De qualquer modo, somos seguidores de Srila Saraswati
Thakura. O caminho daquele babaji era um pouco
diferente, sem dúvidas, mas eu não sabia o quão qualificado
ele era. Assim, prestei minhas reverências a ele. Desse
modo, ofereci meus respeitos a esse babaji, mas
fiquei muito surpreso de ver seu comportamento. Ele
era meu professor e me reconheceu como seu jovem estudante
de há vinte anos atrás.
Atado
pelo afeto
Com
o passar do tempo, Srila Guru Maharaj me oferecia cada
vez mais de seu afeto. Na verdade, desde o início, eu
ficara atado por seu afeto e não pela consciência de
Krishna. Foi apenas seu afeto por mim e sua atenção
que me deram uma super oportunidade de permanecer nesta
linha da Consciência de Krishna.
Anteriormente, eu já sabia tanta coisa sobre Krishna, Mahaprabhu,
Nityananda Prabhu e o Panchatattva, porque nascera numa
família de brâmanes Vaishnavas onde sempre se falava
e debatia a esse respeito. Eu já tinha uma boa base
sobre a filosofia, mas essa não foi a causa de eu ter
ficado no Math. A causa foi o afeto de meu Guru Maharaj.
Depois
de entrar no ambiente da consciência de Krishna, foi
Srila Guru Maharaj quem me deu inspiração, o que desde
então tem sempre crescido e nunca diminui. Eu também
recebi muita ajuda de seus Irmãos Espirituais. Eles
foram sempre muito bons, oferecendo-me algum "alimento"

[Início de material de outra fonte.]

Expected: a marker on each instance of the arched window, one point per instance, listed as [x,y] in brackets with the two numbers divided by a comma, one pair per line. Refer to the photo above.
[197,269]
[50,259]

substancial da concepção Krishna. Por isso, eu tenho
a oportunidade de não criticar ou insultar a ninguém.
Hoje, eu vejo tanto criticismo e insulto aos demais,
mas Srila Guru Maharaj sempre elogiou outros Vaishnavas
e nunca os criticou.
Para
nossa proteção e orientação, às vezes, ele nos dava
alguma informação a respeito deles, mas de modo muito
honrado. Assim, a oportunidade de eu cometer qualquer
ofensa aos Vaishnavas ficou muitíssimo reduzida.
Eu
recebi muita ajuda de seus Irmãos e Irmãs Espirituais,
e, de tempos em tempos, a irmã de Srila Bhaktisiddhanta
Saraswati Thakur vinha se encontrar com Srila Guru Maharaj
e ela também me oferecia suas bênçãos. Foi muito útil
para mim que o olhar misericordioso de tantos cavalheiros
e damas Vaishnavas recaiu sobre mim desde o começo de
minha vida sob os pés de lótus de Srila Guru Maharaj
aqui no Sri Chaitanya Saraswat Math.